- Education: Osmania University Indian Institute of Technology (IIT) Madras Massachusetts Institute of Technology
- Scientific career
- Thesis: (1993)
- Doctoral advisor: Eric Grimson

= Tanveer Syeda-Mahmood =

Indian-American computer scientist

Tanveer Fathima Syeda-Mahmood is an Indian-American computer scientist whose research topics include image retrieval, multimedia databases, and medical image analysis. She is a chief scientist for the IBM Research Almaden Laboratory in San Jose, California, where she has led groups developing cognitive assistants for radiologists and cardiologists, assistive technology for people with memory impairments, and biologically inspired storage media.

==Education and career==
Syeda-Mahmood was home-schooled, and then skipped two grades after entering primary school in India. She earned a bachelor's degree in electronics and communication from Osmania University, and a master's degree in computer science from Indian Institute of Technology (IIT) Madras. She went to the Massachusetts Institute of Technology (MIT) for doctoral study, funded by an IBM graduate fellowship; her early projects there included a 1988 prototype robotic vacuum cleaner. After completing her Ph.D. at MIT in 1993, under the supervision of Eric Grimson, she worked for Xerox at their Webster Research Center, on content-based image retrieval, before moving to IBM in 1998.

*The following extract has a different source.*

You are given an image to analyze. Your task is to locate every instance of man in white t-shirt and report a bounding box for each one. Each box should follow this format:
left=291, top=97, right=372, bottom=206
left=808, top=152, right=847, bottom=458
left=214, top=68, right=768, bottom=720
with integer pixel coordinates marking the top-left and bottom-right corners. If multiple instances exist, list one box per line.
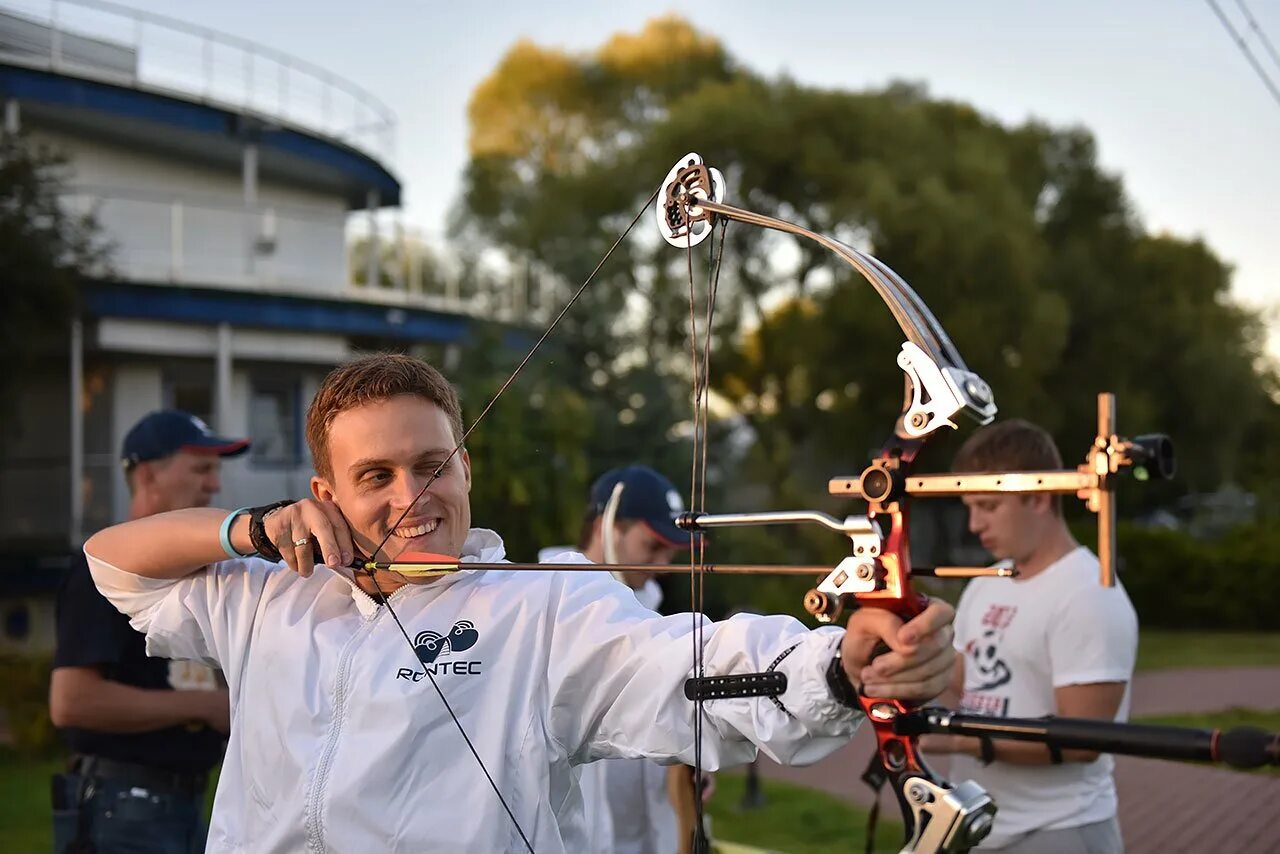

Some recent articles by Syeda-Mahmood include topics such as medical image analysis and comparison of reading chest X-rays by radiology residents and an AI.

==Recognition==
Syeda-Mahmood was named as an Institute of Electronical and Electronics Engineers (IEEE) Fellow, in the 2011 class of fellows, "for contributions to content-based image and video indexing and retrieval". She is an IBM Fellow, elected in 2016, and a member of the IBM Academy of Technology. In 2020 she was inducted into the American Institute for Medical and Biological Engineering College of Fellows, "for outstanding technical achievement and leadership in multimodal imaging decision support with lasting impact to academia/industry in healthcare AI".